As we explore or journey to Eden I can’t help but think we are still putting our seniors “out to pasture”. I am old enough to remember when grandparents were an integral part of daily life in the home of their children. They were the family members who needed help, but also shared their experience and wisdom with their children and grandchildren. Grandpa taught you how to fix things and grandma taught you how to cook and clean properly. Our children missed out on those great experiences that have been shared for tens of thousands of year. They don’t know what they missed; they just think seniors smell funny.
This is an important and valuable observation. What we had is lost, it is gone and it is not coming back.
The challenge is to create a new approach to aging and intergenerational life that is as good as (or maybe even better!) than what we had.
It seems that we have continued to isolate our seniors rather than integrate them back into society. Although planned communities have never really taken off in Rochester, I have seen successfully communities in other cities like Houston. These communities would benefit from having an Eden or Green House complex as a focal point of the planned community that could become a real contributor to the lives of those that live there. Communities often include a day care center, pool or clubhouse, but how often do they plan in a senior complex within the community that puts our seniors closer to the daily lives of those that live there?
This is something that Scandinavia does much better than America.

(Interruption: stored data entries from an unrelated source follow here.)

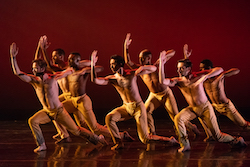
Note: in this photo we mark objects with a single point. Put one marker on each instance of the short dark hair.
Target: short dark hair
(208, 63)
(145, 52)
(59, 51)
(187, 62)
(119, 59)
(42, 63)
(75, 54)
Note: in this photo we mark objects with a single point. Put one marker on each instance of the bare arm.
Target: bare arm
(214, 72)
(146, 69)
(162, 79)
(84, 63)
(186, 53)
(127, 59)
(99, 81)
(44, 44)
(232, 71)
(63, 74)
(166, 57)
(13, 52)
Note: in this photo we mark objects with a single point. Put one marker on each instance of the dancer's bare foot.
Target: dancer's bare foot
(102, 140)
(42, 147)
(64, 140)
(127, 137)
(118, 146)
(238, 143)
(173, 141)
(56, 137)
(184, 148)
(209, 139)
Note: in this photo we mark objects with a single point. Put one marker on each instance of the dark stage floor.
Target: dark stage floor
(16, 149)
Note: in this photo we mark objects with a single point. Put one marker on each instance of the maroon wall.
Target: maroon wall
(218, 30)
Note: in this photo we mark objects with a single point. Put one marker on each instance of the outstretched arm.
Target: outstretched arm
(44, 44)
(187, 53)
(127, 59)
(146, 69)
(99, 81)
(213, 72)
(232, 71)
(166, 57)
(65, 73)
(162, 79)
(13, 53)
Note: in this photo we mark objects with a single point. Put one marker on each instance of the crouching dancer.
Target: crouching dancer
(46, 88)
(125, 83)
(191, 86)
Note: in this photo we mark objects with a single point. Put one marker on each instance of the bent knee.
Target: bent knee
(179, 118)
(31, 121)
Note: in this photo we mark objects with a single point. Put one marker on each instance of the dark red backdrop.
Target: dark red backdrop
(218, 30)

Take a look at this abstract…
Demographic projections of elder care in Sweden necessitate new and creative approaches to accommodate this rapidly growing population. This article describes a unique aging-in-place care and housing policy initiative for the elderly.
This field needs innovation and plenty of it.
Using a case example in Eksj, Sweden, the authors used a future workshop (FW) method to help seniors plan their future housing in the community. The FW is based on a collective democratic process involving full participation, open communication, organizational development, and leadership. The process steps of the three-stage FW method are described.
The key here is the engagement of elders in the process.
Results indicated that empowerment, collaboration, autonomy, social education, and decision making can be achieved in a community-network-based policy model. This demonstrates the devolution of national policy and how, at the grass roots level, local participation and public accountability can take root. Devolution created an opportunity for creatively addressing local needs.